It was 1916 when a gangly yearling was spotted by Cal Milam from Kentucky at a yearling sale. It wasn’t love at first sight, in fact it was anything but. Cal wasn’t impressed with the youngster, but ended up paying $1500 and took him home, naming him Exterminator in the hope he would eventually kill off the competition.
He had a couple of starts with Cal, but just two years later was sold to businessman Willis Sharp Kilmer for $9000, who was really just looking for a decent training partner for the star of his stable, Sun Briar. Kilmer didn’t think much of his purchase, calling him ‘that truck horse’ and ‘the goat’. In training, Exterminator was meant to stay behind Sun Briar, simply to urge him on for greater effort, but he ran easily beside the other horse unless deliberately held back.
It was only after Sun Briar was injured and had to be scratched from the 1918 Kentucky Derby that Exterminator was given his chance. Initially, Kilmer couldn’t dream of letting ‘the goat’ run in his colours, but Colonel Matt Winn, president of Churchill Downs, managed to convince him.
On the morning of the race it poured with rain (as it so often does in Kentucky), and the track was deep in mud. None of Exterminator’s previous races could be considered a suitable preparation for the prestigious Kentucky Derby, and the odds were stacked against him. He raced at the back until the field turned for home, when he launched his attack. At the odds of 30-1, Exterminator won the Derby by an entire horse length!

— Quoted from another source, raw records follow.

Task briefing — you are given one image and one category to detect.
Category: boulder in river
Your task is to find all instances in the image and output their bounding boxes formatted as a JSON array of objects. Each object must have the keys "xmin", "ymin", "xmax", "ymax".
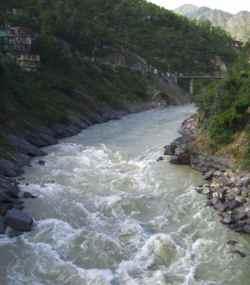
[{"xmin": 4, "ymin": 209, "xmax": 33, "ymax": 232}]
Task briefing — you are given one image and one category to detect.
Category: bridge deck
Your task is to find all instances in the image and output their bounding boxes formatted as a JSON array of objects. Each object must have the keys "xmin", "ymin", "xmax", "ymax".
[{"xmin": 177, "ymin": 74, "xmax": 224, "ymax": 79}]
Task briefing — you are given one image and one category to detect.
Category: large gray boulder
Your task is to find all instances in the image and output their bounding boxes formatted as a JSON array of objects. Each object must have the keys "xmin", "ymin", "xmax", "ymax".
[
  {"xmin": 7, "ymin": 135, "xmax": 45, "ymax": 157},
  {"xmin": 0, "ymin": 159, "xmax": 20, "ymax": 177},
  {"xmin": 4, "ymin": 209, "xmax": 33, "ymax": 232}
]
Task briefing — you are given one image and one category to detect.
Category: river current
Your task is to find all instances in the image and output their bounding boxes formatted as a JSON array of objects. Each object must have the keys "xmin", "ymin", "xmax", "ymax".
[{"xmin": 0, "ymin": 106, "xmax": 250, "ymax": 285}]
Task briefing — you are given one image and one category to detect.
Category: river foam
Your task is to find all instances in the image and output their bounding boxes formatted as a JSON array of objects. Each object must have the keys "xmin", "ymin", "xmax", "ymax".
[{"xmin": 0, "ymin": 106, "xmax": 250, "ymax": 285}]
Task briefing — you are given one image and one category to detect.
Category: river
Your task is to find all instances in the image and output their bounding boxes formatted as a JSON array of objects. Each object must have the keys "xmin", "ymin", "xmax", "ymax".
[{"xmin": 0, "ymin": 106, "xmax": 250, "ymax": 285}]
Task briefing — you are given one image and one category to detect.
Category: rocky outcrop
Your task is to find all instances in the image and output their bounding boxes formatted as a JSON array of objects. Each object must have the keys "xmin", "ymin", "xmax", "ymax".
[{"xmin": 164, "ymin": 116, "xmax": 250, "ymax": 233}]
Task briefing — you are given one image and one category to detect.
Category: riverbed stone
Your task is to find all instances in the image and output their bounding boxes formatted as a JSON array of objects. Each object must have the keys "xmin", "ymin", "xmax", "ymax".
[
  {"xmin": 7, "ymin": 135, "xmax": 45, "ymax": 157},
  {"xmin": 4, "ymin": 209, "xmax": 33, "ymax": 232}
]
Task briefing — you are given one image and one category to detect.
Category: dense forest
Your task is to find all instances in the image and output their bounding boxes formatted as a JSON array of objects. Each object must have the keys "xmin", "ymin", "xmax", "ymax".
[
  {"xmin": 0, "ymin": 0, "xmax": 236, "ymax": 160},
  {"xmin": 195, "ymin": 43, "xmax": 250, "ymax": 168}
]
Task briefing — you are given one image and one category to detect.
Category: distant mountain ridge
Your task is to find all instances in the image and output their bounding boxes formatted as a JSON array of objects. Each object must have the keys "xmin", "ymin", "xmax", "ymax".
[{"xmin": 175, "ymin": 4, "xmax": 250, "ymax": 42}]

Exterminator went on to have an incredible eight year career, with 99 starts with 50 wins (a record 35 of these were stakes races). He was named Horse of the Year in 1922 and was known by many of his fans simply as ‘Old Bones’ or ‘The Galloping Hatrack’.
When Old Bones was nine, Kilmer finally retired him to a life of grass and leisure. A shaggy pony by the name of Peanuts kept him company and they became inseparable companions. Old Bones passed away in 1945 at the ripe old age of 30, and was buried next to his old rival and stablemate, Sun Briar. His greatness inspired the popular book Old Bones: The Wonder Horse by Mildred Mastin Pace which was published in 1956, and more recently Here Comes Exterminator! by Eliza McGraw.
Have you read either of these books, globetrotters? I would love to hear what you thought!